Microsoft’s Threat Intelligence team has disclosed a novel side-channel attack on remote language models, demonstrating that a cyberattacker observing encrypted network traffic could still infer the topics of AI chatbot conversations—even though the traffic is fully protected by Transport Layer Security (TLS).
The attack, dubbed “Whisper Leak,” leverages subtle patterns in packet sizes and timing intervals from AI responses in streaming mode. In controlled experiments, Microsoft showed that these signals alone are distinct enough to classify conversation topics with extremely high accuracy.
“This type of side-channel attack could allow a cyberattacker a position to observe your network traffic to conclude language model conversation topics, despite being end-to-end encrypted via Transport Layer Security (TLS),” the researchers wrote. “We have worked with multiple vendors to get the risk mitigated, as well as made sure Microsoft-owned language model frameworks are protected.”
Traditional encryption like TLS protects message contents—but not metadata such as packet size and timing. Microsoft researchers found that when AI chatbots stream responses token-by-token, each token’s generation slightly alters these metadata patterns. Over time, this creates a digital fingerprint that can be correlated with the topic of conversation.
“We hypothesized that the sequence of encrypted packet sizes and inter-arrival times during a streaming language model response contains enough information to classify the topic of the initial prompt,” the report explained. “Even in cases where responses are streamed in groupings of tokens.”
In their proof-of-concept, Microsoft simulated an attacker who can observe—but not decrypt—chatbot traffic. Using network sniffing tools like tcpdump, researchers captured packet traces for both targeted and general queries. Then, they trained machine learning classifiers (LightGBM, Bi-LSTM, and BERT-based models) to detect whether a conversation was about a specific topic, such as money laundering laws.
Across multiple model types and test setups, attack accuracy exceeded 98%. Even when one sensitive conversation was hidden among 10,000 random sessions, attackers could still achieve 100% precision—meaning every conversation flagged as “sensitive” truly was about the topic in question.
“For many models, the cyberattack achieved scores above 98%. This tells us that the unique digital ‘fingerprints’ left by conversations on a specific topic are distinct enough for our AI-powered eavesdropper to reliably pick them out in a controlled test.”

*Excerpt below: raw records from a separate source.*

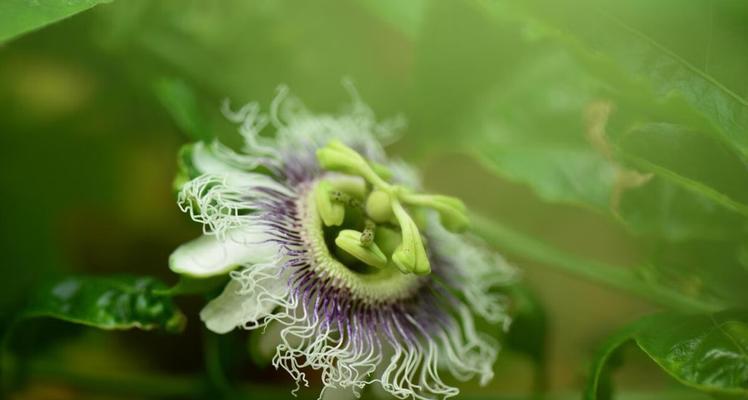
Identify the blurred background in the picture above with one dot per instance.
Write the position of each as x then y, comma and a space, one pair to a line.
500, 111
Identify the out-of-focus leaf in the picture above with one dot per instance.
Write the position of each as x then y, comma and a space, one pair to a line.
599, 383
705, 352
710, 270
624, 45
689, 159
106, 303
529, 332
21, 16
406, 16
531, 129
182, 103
663, 210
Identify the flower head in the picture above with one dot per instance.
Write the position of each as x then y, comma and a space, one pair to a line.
367, 278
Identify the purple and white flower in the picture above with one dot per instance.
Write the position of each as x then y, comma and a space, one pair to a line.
331, 243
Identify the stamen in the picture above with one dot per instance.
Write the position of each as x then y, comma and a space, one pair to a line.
350, 241
379, 206
367, 236
332, 213
410, 256
452, 211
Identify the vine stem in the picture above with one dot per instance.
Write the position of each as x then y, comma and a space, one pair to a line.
621, 278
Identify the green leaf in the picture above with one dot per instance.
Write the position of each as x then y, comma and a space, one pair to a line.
531, 129
619, 277
706, 269
529, 332
599, 384
182, 103
406, 16
689, 159
107, 303
21, 16
706, 352
645, 61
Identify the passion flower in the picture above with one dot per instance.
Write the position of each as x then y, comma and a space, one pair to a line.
367, 278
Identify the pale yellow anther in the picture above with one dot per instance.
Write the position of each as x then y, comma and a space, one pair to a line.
349, 240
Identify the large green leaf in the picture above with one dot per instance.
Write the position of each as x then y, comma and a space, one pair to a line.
537, 126
690, 160
638, 48
529, 332
705, 352
20, 16
106, 303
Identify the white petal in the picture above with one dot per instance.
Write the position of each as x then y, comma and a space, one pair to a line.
232, 308
207, 162
209, 255
225, 312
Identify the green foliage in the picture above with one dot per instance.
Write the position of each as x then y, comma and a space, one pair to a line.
529, 332
21, 16
182, 103
106, 303
707, 352
634, 110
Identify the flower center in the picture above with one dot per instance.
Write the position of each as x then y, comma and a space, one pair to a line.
370, 284
360, 229
368, 199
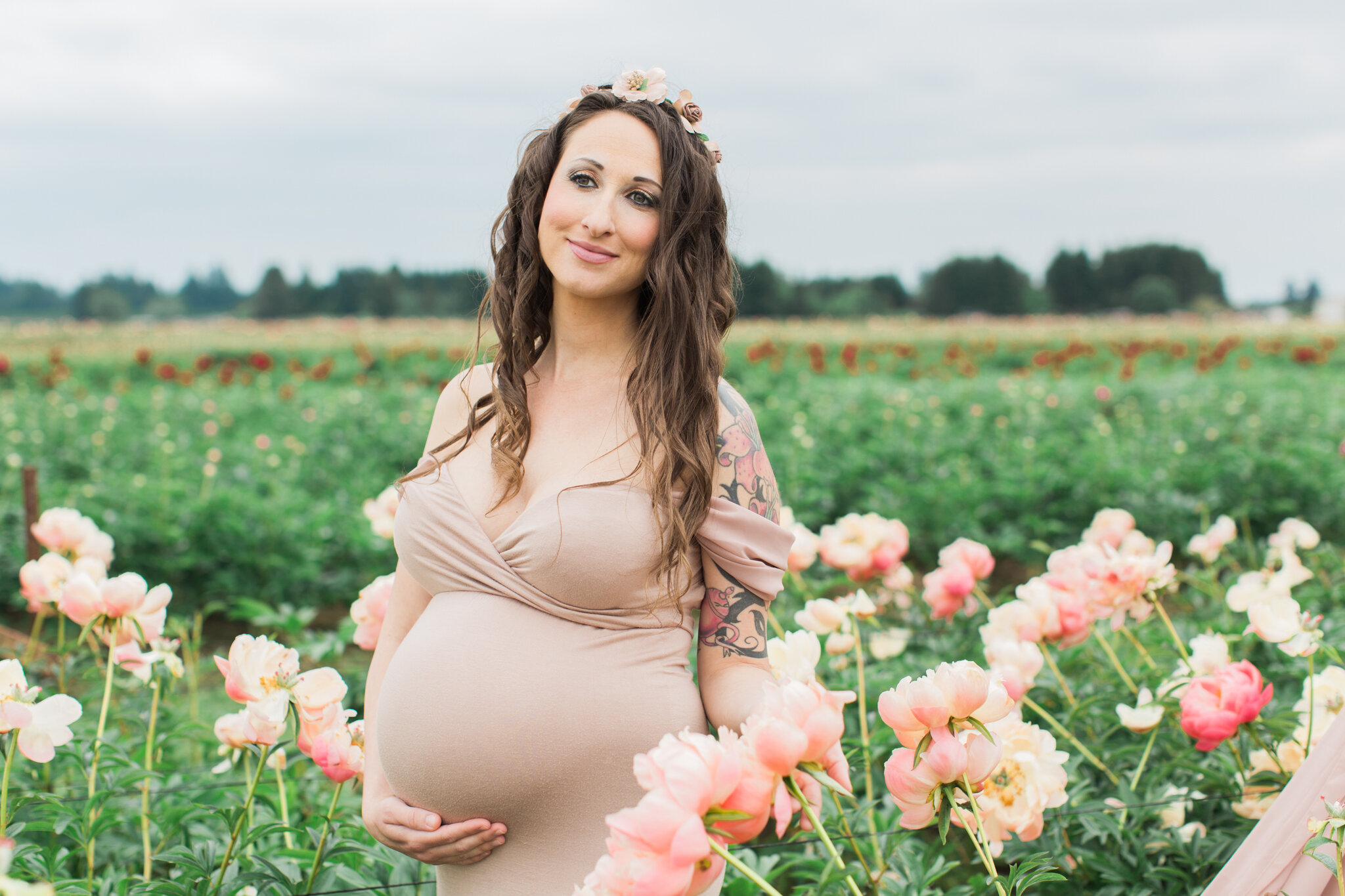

“Even with this extreme imbalance, our analysis shows concerning results,” Microsoft warned. “A cyberattacker could achieve 100% precision while still catching 5–50% of target conversations.”
This finding suggests that nation-state actors, internet service providers, or even local network eavesdroppers could, in theory, monitor AI traffic for politically sensitive or banned topics, despite encryption.
“This especially poses real-world risks to users under oppressive governments where they may be targeted for topics such as protesting, banned material, election processes, or journalism,” the researchers cautioned.
Microsoft coordinated with multiple AI vendors, including OpenAI, Mistral, and xAI, to address the issue. The companies have since deployed countermeasures to randomize packet patterns and obfuscate token lengths.
For example, OpenAI and Azure added an “obfuscation” field to streaming responses, inserting random text sequences of varying length to mask token sizes. Mistral introduced a new parameter “p” in its API that achieves a similar effect.
Microsoft confirmed that its Azure mitigation “successfully reduces attack effectiveness to levels we consider no longer a practical risk.”
To encourage further research, Microsoft has open-sourced its Whisper Leak framework on GitHub, including data collection scripts and machine learning models that estimate the probability of a conversation being about a sensitive topic.